Yargıtay Kararı 22. Hukuk Dairesi 2016/819 E. 2018/25352 K. 26.11.2018 T.

YARGITAY KARARI
DAİRE : 22. Hukuk Dairesi
ESAS NO : 2016/819
KARAR NO : 2018/25352
KARAR TARİHİ : 26.11.2018

MAHKEMESİ :İş Mahkemesi
DAVA TÜRÜ : ALACAK

Taraflar arasında görülen dava sonucunda verilen kararın, temyizen incelenmesi davalılar vekilleri tarafından istenilmekle, temyiz taleplerinin süresinde olduğu anlaşıldı. Dava dosyası için Tetkik Hakimi … tarafından düzenlenen rapor dinlendikten sonra dosya incelendi, gereği konuşulup düşünüldü:

Y A R G I T A Y K A R A R I

Davacı İsteminin Özeti:
Davacı vekili, müvekkili davacının iş akdinin haksız nedenle sona erdirildiğini iddia ederek kıdem tazminatı ve ihbar tazminatı ile fazla mesai ücret alacağının davalılardan tahsilini talep etmiştir.
Davalılar Cevabının Özeti:
Davalı … vekili; zamanaşımı itirazında bulunduklarını, müvekkilinin ihale makamı olduğunu, davacı ile yapılmış bir hizmet akdi bulunmadığını, bu sebeplerle müvekkili Belediye’ye husumet tevcih edilemeyeceğini, hizmet alım sözleşmesine göre işçi alacaklarından ihaleyi alan şirketlerin sorumlu olduğunu belirterek davanın reddini talep etmiştir.
Davalı şirket vekili;
Davanın reddine karar verilmesini istemiştir.
Mahkeme Kararının Özeti:
Mahkemece, iş akdinin davalı tarafça haksız ve bildirimsiz olarak feshedildiği gerekçesi ile davanın kısmen kabulüne karar verilmiştir.
Temyiz:
Kararı davalılar temyiz etmiştir.
Gerekçe:
1-Dosyadaki yazılara toplanan delillerle kararın dayandığı kanuni gerektirici sebeplere göre, davalıların aşağıdaki bentlerin kapsamı dışında kalan sair temyiz itirazlarının reddine,
2- Davacının iş akdinin feshi konusunda taraflar arasında uyuşmazlık konusudur.
İş ilişkisinden kaynaklanan ve işin yerine getirilmesinde tabi olunan hak ve borçların tümü, “çalışma şartları” olarak değerlendirilmelidir.
4857 sayılı Kanun’un 22. maddesindeki, “İşveren, iş sözleşmesiyle veya iş sözleşmesinin eki niteliğindeki personel yönetmeliği ve benzeri kaynaklar ya da işyeri uygulamasıyla oluşan çalışma koşullarında esaslı bir değişikliği ancak durumu işçiye yazılı olarak bildirmek suretiyle yapabilir.

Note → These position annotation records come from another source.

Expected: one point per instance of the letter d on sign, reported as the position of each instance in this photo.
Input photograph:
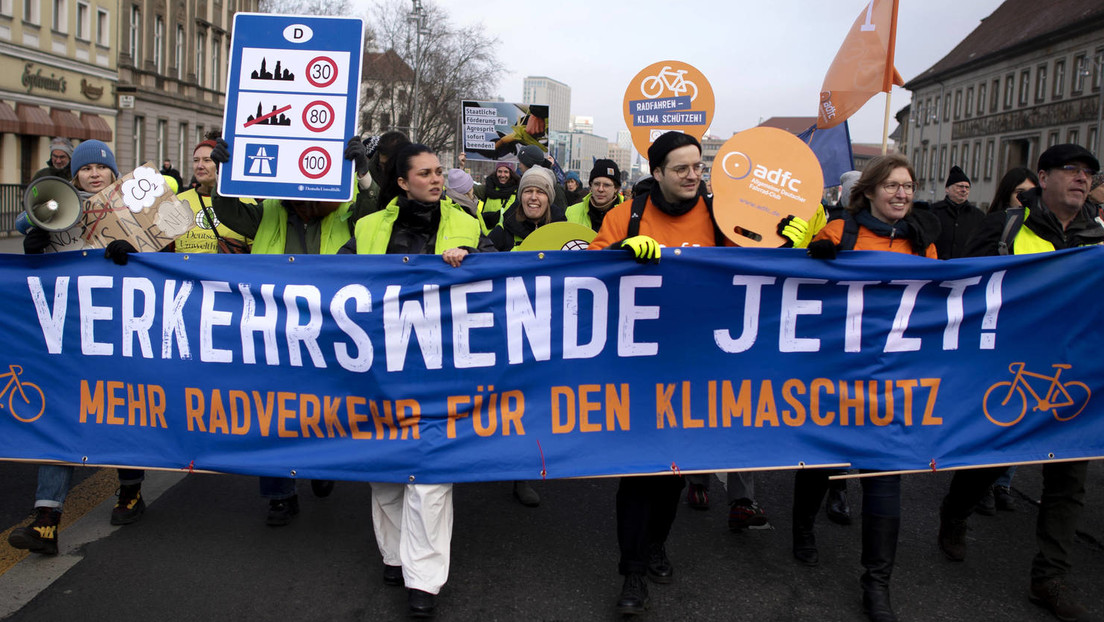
(298, 33)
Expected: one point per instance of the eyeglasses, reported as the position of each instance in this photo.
(1074, 169)
(683, 170)
(891, 187)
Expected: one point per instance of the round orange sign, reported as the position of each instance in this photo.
(665, 96)
(760, 177)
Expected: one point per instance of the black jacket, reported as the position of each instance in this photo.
(957, 223)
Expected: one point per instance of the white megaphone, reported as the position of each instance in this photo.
(51, 203)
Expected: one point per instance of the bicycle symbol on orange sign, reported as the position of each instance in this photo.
(668, 80)
(1009, 401)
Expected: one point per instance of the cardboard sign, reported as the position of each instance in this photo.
(292, 98)
(665, 96)
(559, 236)
(760, 177)
(495, 130)
(138, 208)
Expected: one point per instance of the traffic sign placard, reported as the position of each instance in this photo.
(292, 103)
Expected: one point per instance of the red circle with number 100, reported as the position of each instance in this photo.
(315, 162)
(321, 72)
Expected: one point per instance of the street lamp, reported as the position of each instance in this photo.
(417, 17)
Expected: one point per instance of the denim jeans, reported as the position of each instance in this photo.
(54, 481)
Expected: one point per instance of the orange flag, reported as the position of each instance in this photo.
(862, 66)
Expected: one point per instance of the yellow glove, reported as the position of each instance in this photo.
(793, 229)
(644, 249)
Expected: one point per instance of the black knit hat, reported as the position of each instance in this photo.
(1061, 155)
(607, 169)
(955, 176)
(667, 143)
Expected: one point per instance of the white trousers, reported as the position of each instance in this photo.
(413, 528)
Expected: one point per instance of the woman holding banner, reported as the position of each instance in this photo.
(530, 210)
(879, 218)
(94, 168)
(413, 523)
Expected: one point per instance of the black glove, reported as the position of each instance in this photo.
(118, 250)
(357, 153)
(823, 250)
(221, 151)
(35, 241)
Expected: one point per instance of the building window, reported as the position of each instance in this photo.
(215, 54)
(200, 58)
(182, 147)
(988, 159)
(60, 22)
(1080, 71)
(83, 21)
(162, 140)
(158, 43)
(135, 34)
(1059, 78)
(139, 125)
(179, 56)
(103, 28)
(31, 11)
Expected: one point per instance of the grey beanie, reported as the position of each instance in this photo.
(541, 178)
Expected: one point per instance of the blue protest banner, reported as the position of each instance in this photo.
(292, 95)
(563, 364)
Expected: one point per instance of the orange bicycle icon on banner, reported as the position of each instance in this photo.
(1006, 403)
(30, 400)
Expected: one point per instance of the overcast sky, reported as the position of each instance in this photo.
(763, 59)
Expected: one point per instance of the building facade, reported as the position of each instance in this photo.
(57, 74)
(1028, 77)
(172, 77)
(555, 94)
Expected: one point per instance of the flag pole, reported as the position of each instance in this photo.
(888, 80)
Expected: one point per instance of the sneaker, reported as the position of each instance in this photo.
(659, 567)
(130, 506)
(41, 535)
(1054, 597)
(988, 504)
(282, 510)
(698, 496)
(745, 514)
(1004, 498)
(634, 598)
(953, 537)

Bu şekle uygun olarak yapılmayan ve işçi tarafından altı işgünü içinde yazılı olarak kabul edilmeyen değişiklikler işçiyi bağlamaz. İşçi değişiklik önerisini bu süre içinde kabul etmezse, işveren değişikliğin geçerli bir nedene dayandığını veya fesih için başka bir geçerli nedenin bulunduğunu yazılı olarak açıklamak ve bildirim süresine uymak suretiyle iş sözleşmesini feshedebilir. İşçi bu durumda 17 ila 21 inci madde hükümlerine göre dava açabilir” şeklindeki düzenleme, çalışma şartlarındaki değişikliğin kanuni dayanağını oluşturur.
İş sözleşmesinin esaslı unsurları olan işçinin iş görme borcu ile bunun karşılığında işverenin ücret ödeme borcu, çalışma şartlarının en önemlileridir. Bundan başka, işin nerede ve ne zaman görüleceği, işyerindeki çalışma süreleri, yıllık izin süreleri, ödenecek ücretin ekleri, ara dinlenmesi, evlenme, doğum, öğrenim, gıda, maluliyet ve ölüm yardımı gibi sosyal yardımlar da çalışma şartları arasında yerini alır.
Çalışma şartlarının değişikliğinden söz edebilmek için öncelikle bu şartların neler olduğunun ortaya konulması gerekir.
Sözü edilen 22. maddenin yanı sıra Anayasa, kanunlar, toplu ya da bireysel iş sözleşmesi, personel yönetmeliği ve benzeri kaynaklar ile işyeri uygulamasından doğan işçi ve işveren ilişkilerinin bütünü, çalışma şartları olarak değerlendirilmelidir.
İş sözleşmesinde, gerektiğinde çalışma şartlarında değişiklik yapabileceğine dair düzenlemeler bulunması halinde, işverenin genişletilmiş yönetim hakkından söz edilir. Bu halde işveren, yönetim hakkını kötüye kullanmamak ve sözleşmedeki sınırlara uymak kaydıyla işçinin çalışma şartlarında değişiklik yapma hakkını sürekli olarak kazanmış olmaktadır. Anılan hak objektif olarak kullanılmalıdır. İşçinin iş sözleşmesinin feshini sağlamak için sözleşme hükmünün uygulamaya konulması, işverenin yönetim hakkının kötüye kullanılması niteliğindedir.
İşverenin yönetim hakkı kapsamında kalan ya da geçerli sebebe dayanan değişiklikler, çalışma şartlarında esaslı değişiklik olarak nitelendirilemez.
4857 sayılı Kanun’un 22. maddesinde çalışma şartlarında esaslı değişiklik sebebiyle işçinin iş sözleşmesini haklı olarak feshedebileceği öngörülmemiştir. Bununla birlikte çalışma şartlarının değiştirilmesi aynı zamanda şartlarının uygulanmaması anlamına geldiğinden, aynı Kanun’un 24/II-f. bendinde belirtilen hal, işçinin haklı fesih sebepleri arasında sayılmıştır. Bu durumda işçinin ihbar tazminatı talep hakkı doğmazsa da, kıdem tazminatı ödenmelidir. Bununla birlikte, çalışma şartlarında esaslı değişikliği kabul etmeyen işçinin iş sözleşmesinin işverence feshi halinde, işçinin ihbar ve kıdem tazminatlarını talep hakkı doğar.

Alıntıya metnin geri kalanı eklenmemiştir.